Seldom had the eastern world seen a cavalcade so superb. From the gardens in the suburbs to the imperial palace, it was one unbroken line of splendour. The gallant appearance of the Rajas and Mogul lords, distinguished by those insignia of the Emperor's favour, the feathers of the egret of Cashmere in their turbans, and the small silver-rimmed kettle-drums at the bows of their saddles;-the costly armour of their cavaliers, who vied, on this occasion, with the guards of the great Keder Khan, in the brightness of their silver battle-axes and the massiness of their maces of gold; the glittering of the gilt pine-apples on the tops of the palankeens; the embroidered trappings of the elephants, bearing on their backs small turrets, in the shape of little antique temples, within which the ladies of Lalla Rookh lay, as it were, enshrined;-the rose-coloured veils of the Princess's own sumptuous litter, at the front of which a fair young female slave sat fanning her through the curtains, with feathers of the Argus pheasant's wing; and the lovely troop of Tartarian and Cashmerian maids of honour, whom the young King had sent to accompany his bride, and who rode on each side of the litter, upon small Arabian horses;-all was brilliant, tasteful, and magnificent, and pleased even the critical and fastidious Fadladeen, Great Nazir or Chamberlain of the Haram, who was borne in his palankeen, immediately after the Princess, and considered himself not the least important personage of the pageant.

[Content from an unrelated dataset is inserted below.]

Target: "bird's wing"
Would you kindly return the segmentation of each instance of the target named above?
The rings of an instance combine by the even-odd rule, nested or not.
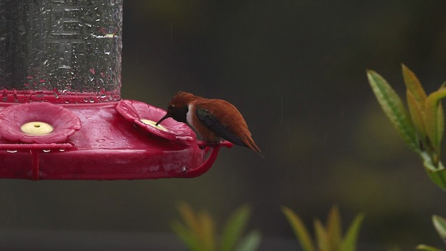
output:
[[[219,121],[208,109],[206,109],[206,105],[197,105],[195,108],[195,115],[204,126],[222,138],[235,144],[246,146],[246,144],[233,132],[231,131],[227,124],[222,123],[221,121],[224,121],[227,119],[225,114],[219,116],[219,118],[222,117],[221,121]]]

Fadladeen was a judge of everything, from the pencilling of a Circassian's eyelids to the deepest questions of science and literature; from the mixture of a conserve of rose-leaves to the composition of an epic poem: and such influence had his opinion upon the various tastes of the day, that all the cooks and poets of Delhi stood in awe of him. His political conduct and opinions were founded upon that line of Sadi,-" Should the Prince at noon-day say, 'It is night,' declare that you behold the moon and stars." And his zeal for religion, of which Aurungzebe

was a munificent protector, was about as disinterested as that of the goldsmith who fell in love with the diamond eyes of the idol of Jaghernaut.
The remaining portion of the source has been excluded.